Welcome back to a new newsletter, it’s been awhile. I wanted to take a look at the middle class of NFL rosters from a salary cap perspective for the 2022 league year.
This was spurred by a question from a recent podcast. I was diving into roster construction, specifically with Houston, and how the Texans have one of the largest middle classes in the league. Landry (@LandryLocker) asked me to explain that on the podcast. I provided a high level thought on the subject, but I think a slightly deeper dive here was warranted.
Houston running with a large middle class on their roster is a big divergence from past regimes, specifically the Rick Smith era. Rick (and Chris Olsen…call me back Chris) believed in the General Electric (GE) management model of 20/80/10. For a quick reminder, this means 20% of the roster is your core/foundation, 80% is your middle class, and 10% is continued roster churn.
With this model coupled with Houston’s contract structure this led to a top heavy cap spend with the 20% of the roster. Leaving a smaller cap spend on the middle class and roster churn group.
Today’s roster in Houston does not follow that model. I wanted to see how their roster counts compare against the other 31 teams, specifically with the middle class.
We pulled data from Overthecap.com for active cap spending per player across the league. I eliminated practice squad players and some reserve players (NFI, Retired, etc.) leaving only Active players and Injured Reserve players. Many of the players on IR could potential return to their respective roster at some point in the season.
The average salary cap charge, from a percentage perspective, for an NFL player (with the above exceptions removed) was 2.06%. For a cap number perspective, this represents a number of $4.288 million on a $208.2 million league salary cap.
Based on the 2.06% average, we used a grouping of player cap charges ranging from 1.0% to 3.0% the create a middle class of players.
The data was also sorted from Top 25%, Top 50%, and Bottom 25% to see how teams compared here as well.
First let’s take a look at the roster distribution for the Top 25%, Top 50%, and Bottom 25%. Note: this does not cover the entire roster.
This shows the number of players in each cap charge bucket. Our theory of Houston having one of the largest middle classes appears to have some merit based on this chart.
Earlier we discussed creating a middle class based on the average player cap charge across the league. The bucket was created based on a player cap charge of 1.0% to 3.0%. The below chart shows the count of players, per team, that fall into the bucket.
Another prior confirmed by this chart. Houston has the second largest middle class in the league, when using this threshold bucket.
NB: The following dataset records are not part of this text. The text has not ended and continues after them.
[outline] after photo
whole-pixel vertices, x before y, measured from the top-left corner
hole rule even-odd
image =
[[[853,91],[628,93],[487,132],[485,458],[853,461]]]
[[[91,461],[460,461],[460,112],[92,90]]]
Miami topping this chart was a bit of a surprise given how small their Top 50% grouping is compared to the league.
The data confirms the theory that I’ve voiced the past two years. General Manager Nick Caserio has built a large middle class among the 69 player roster.
You are probably asking…is this good or bad? In my opinion the answer is neither. This is just another component of roster building. Caserio was employed by the New England Patriots for nearly 20 years. Many of those years their roster had a similar construction with a large middle class.
I do believe Houston has boxed themselves in a bit due to the contract structure and short term view on the roster. Based on interviews conducted by Nick Caserio, Houston is taking a 1 to 2 year outlook approach to the roster construction.
In today’s league that’s not a bad thing. However the short term contracts signed by Houston the past two years can create an interim problem.
To attract free agents teams will need to offer some version of guaranteed money. When you do that on a one year or two year contract, the guarantee may not be spread out over multiple years. On the flip side with longer term contracts (ex. 3 years) the team takes on more injury liability, more so with aging veterans. It is a fine line to tow regardless.
One thing to note, Houston did incur additional injuries to start the season. This created a situation where roster jumbling was needed during the final 53 man roster cut downs to ensure certain players would be eligible later in the season. Teams have to pay replacement players to cover the injured players. What was supposed to be a 69 player roster (53 + 16 practice squad) turned into a 74 player roster.
Nick Caserio was quoted recently that cap spend for reserve player allotment would be around $16-$18 million. Prior to the Mario Addison activation, that number was around $15.8 million. The injury bug had already pushed Houston to the max with this specific allotment, making things tighter in other areas.
For 2023 and beyond, I suspect we may see Caserio adjust the roster to bring the middle class count down. The percentages will shift to a larger Top 25% and larger Bottom 25% decreasing the middle class.